To briefly illustrate some of the limitations of Dirichlet-based topic
modelling, consider the simple multi-modal mixture of three topics shown
below on the left. Since the Dirichlet distribution is unimodal, it
severely distorts the topics inferred by LDA, as shown in the middle
— even thought it is just a prior distribution over a
heterogeneous topic mixture. The SBM formulation, on the other hand, can
easily accommodate this kind of heterogeneity, since it is based on more
general priors (see here, here and here).
In addition to this, the SBM method is based a nonparametric “symmetric”
formulation that allows for the simultaneous hierarchical clustering of
documents as well as words. Due to its nonparametric Bayesian nature,
the number of topics in each category, as well as the shape and depth of
the hierarchy, are automatically determined from
the posterior
distribution according to the statistical evidence available,
avoiding
both overfitting and
underfitting.
To illustrate the application of the method using real data, we show
below an example using wikipedia articles.
Example: 63 Wikipedia articles related to Physics
The method divides both the documents and words into hierarchical
groups. The divisions found in the first three hierarchical levels can
be inspected below.
Topic modeling beyond just text data
In many cases, we have additional information available about the documents, such as metadata or hyperlinks.
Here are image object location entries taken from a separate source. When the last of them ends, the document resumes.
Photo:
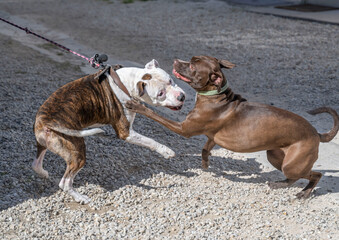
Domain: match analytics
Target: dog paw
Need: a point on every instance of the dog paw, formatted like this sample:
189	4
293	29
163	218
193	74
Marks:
82	199
41	172
303	194
166	152
135	106
279	184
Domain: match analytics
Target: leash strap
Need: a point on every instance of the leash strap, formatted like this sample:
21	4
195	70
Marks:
118	82
96	61
116	79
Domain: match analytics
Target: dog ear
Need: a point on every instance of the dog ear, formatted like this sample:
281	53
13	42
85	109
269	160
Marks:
147	76
152	64
226	64
141	88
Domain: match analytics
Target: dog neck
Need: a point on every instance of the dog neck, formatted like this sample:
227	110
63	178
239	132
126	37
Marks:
214	92
225	97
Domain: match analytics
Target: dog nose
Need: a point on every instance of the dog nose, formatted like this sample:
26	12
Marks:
181	97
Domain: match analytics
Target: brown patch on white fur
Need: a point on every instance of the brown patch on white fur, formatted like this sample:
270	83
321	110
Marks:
141	88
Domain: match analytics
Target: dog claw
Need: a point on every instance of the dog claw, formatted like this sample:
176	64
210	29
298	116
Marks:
82	199
166	152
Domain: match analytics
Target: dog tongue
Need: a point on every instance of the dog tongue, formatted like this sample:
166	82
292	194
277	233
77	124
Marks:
177	75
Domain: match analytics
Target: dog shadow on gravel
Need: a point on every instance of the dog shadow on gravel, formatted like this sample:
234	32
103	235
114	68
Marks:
251	171
112	164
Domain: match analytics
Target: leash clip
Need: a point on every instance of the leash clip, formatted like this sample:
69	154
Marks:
98	61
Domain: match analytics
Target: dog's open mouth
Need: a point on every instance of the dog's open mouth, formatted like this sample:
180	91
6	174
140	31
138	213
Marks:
179	76
174	108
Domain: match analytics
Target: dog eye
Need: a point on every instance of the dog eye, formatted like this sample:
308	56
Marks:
161	93
213	77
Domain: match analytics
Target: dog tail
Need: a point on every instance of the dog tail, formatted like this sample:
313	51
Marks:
77	133
326	137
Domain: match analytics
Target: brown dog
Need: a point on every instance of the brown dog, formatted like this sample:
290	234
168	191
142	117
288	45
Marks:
230	121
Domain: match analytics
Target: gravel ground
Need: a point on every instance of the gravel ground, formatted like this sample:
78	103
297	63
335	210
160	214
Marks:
136	194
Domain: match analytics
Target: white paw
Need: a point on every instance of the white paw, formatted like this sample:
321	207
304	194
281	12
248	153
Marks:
166	152
82	199
40	171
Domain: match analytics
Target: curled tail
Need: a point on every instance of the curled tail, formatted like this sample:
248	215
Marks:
326	137
76	133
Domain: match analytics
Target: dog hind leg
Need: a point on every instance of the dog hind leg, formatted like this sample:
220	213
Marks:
298	163
276	157
73	151
37	163
75	161
313	178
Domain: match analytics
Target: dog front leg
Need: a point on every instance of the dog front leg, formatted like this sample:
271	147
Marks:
184	128
143	141
206	152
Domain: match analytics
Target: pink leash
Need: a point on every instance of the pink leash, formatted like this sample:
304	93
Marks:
96	61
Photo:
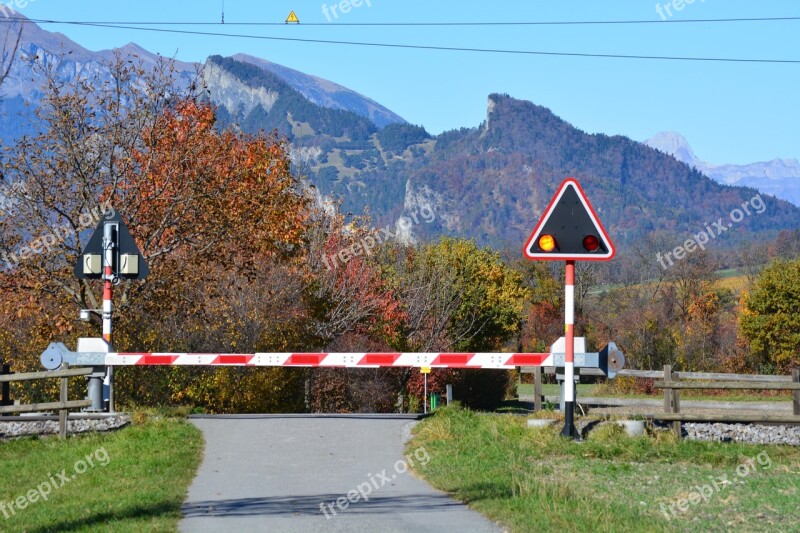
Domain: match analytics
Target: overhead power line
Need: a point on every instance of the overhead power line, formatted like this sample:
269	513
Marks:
367	24
422	47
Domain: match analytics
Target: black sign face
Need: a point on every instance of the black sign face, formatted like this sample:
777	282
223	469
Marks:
569	229
127	260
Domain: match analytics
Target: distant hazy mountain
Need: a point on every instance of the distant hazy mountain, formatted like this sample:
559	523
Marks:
327	94
779	177
72	60
490	182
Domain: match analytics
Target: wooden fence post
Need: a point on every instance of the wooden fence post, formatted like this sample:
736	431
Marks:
5	387
672	399
62	414
537	389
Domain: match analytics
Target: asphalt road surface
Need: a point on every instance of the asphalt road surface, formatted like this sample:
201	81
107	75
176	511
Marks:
295	473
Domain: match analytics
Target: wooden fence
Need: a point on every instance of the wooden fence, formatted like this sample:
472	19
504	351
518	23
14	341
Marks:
62	406
673	383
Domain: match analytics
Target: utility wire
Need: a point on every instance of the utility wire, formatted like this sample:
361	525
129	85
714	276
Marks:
428	47
367	24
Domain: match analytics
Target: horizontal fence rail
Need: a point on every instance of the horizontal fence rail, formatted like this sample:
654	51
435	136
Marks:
62	406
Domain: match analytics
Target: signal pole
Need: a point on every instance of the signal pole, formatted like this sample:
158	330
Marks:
110	245
569	352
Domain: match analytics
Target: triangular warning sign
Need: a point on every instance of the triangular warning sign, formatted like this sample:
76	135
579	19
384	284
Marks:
569	229
125	252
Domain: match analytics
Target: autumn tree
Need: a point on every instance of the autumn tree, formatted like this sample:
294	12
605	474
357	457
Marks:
217	214
770	317
458	297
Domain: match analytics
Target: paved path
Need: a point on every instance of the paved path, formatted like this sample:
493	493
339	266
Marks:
276	473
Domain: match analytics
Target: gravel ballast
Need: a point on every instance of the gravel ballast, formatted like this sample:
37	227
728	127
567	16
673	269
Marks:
746	433
24	428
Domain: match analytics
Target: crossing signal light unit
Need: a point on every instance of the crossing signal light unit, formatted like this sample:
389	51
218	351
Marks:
570	229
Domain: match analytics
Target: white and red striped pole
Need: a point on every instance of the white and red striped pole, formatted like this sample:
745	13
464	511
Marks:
569	352
110	232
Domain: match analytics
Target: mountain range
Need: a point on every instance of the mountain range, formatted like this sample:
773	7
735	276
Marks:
779	177
489	182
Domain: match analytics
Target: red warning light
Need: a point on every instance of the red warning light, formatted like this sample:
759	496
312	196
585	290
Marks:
591	243
547	243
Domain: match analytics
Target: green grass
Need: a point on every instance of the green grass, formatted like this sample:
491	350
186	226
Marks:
148	468
534	480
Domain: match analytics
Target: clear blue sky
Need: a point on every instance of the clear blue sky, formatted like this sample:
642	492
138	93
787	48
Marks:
730	112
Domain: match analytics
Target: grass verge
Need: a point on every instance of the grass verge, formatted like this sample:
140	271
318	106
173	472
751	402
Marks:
533	480
132	480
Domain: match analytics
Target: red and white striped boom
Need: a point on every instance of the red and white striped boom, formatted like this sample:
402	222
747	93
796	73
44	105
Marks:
335	360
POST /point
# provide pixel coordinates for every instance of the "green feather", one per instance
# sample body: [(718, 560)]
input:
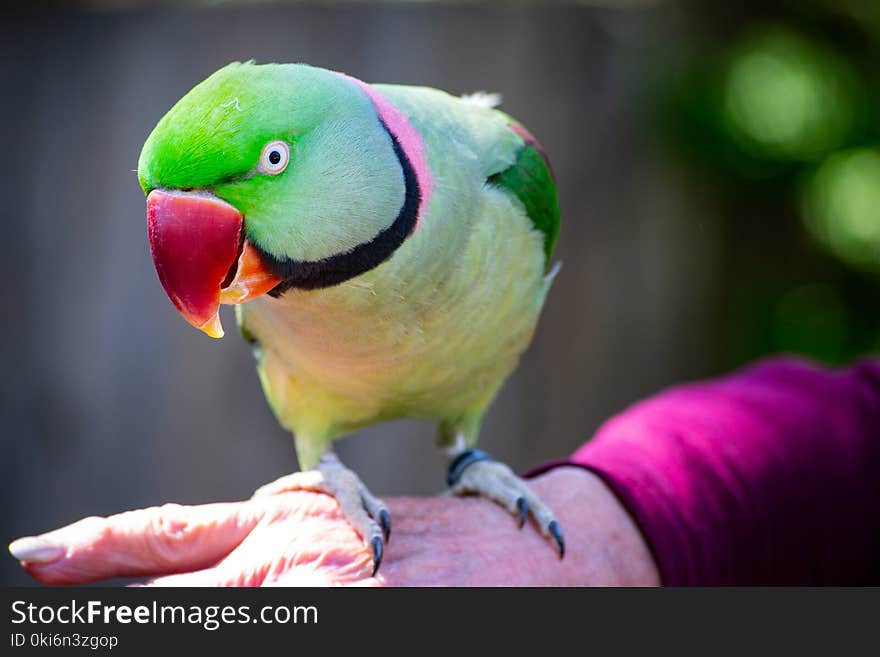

We can incorporate these different types of data into a unified topic model by extending the above approach using multilayer stochastic block models.
In this approach, each type of data is represented as a different layer in the network.
We can represent the information contained in the Wikipedia dataset with the following three layers:
- Text: The bipartite network of words and documents as nodes, where edges represent the number of times a word appears in a document (same as above)
- Hyperlinks: The network of documents, where a directed edge corresponds to a link between documents
- Metadata: The bipartite network of categories and documents, where an edge represents that a category contains a given document.
Using this representation, we can obtain a hierarchical clustering of words (i.e. topics) and documents not only based on the text but taking into account links and metadata information.
We illustrate the differences in the document clustering when taking into account different types of data.
References:
- M. Gerlach, T. P. Peixoto, and E. G. Altmann, A network approach to topic models, Science Advances 4, eaaq1360 (2018) or [arXiv:1708.01677] .
- T. P. Peixoto, Bayesian stochastic blockmodeling , in Advances in Network Clustering and Blockmodeling" (2019) or [arXiv: 1705.10225].
- C. C. Hyland, Y. Tao, L. Azizi, M. Gerlach, T. P. Peixoto, and E. G. Altmann, Multilayer Networks for Text Analysis with Multiple Data Types , EPJ Data Science 10, 33 (2021) .
- H. Chan TopSBM. V.1.0. Australian Text Analytics Platform, Software (2024).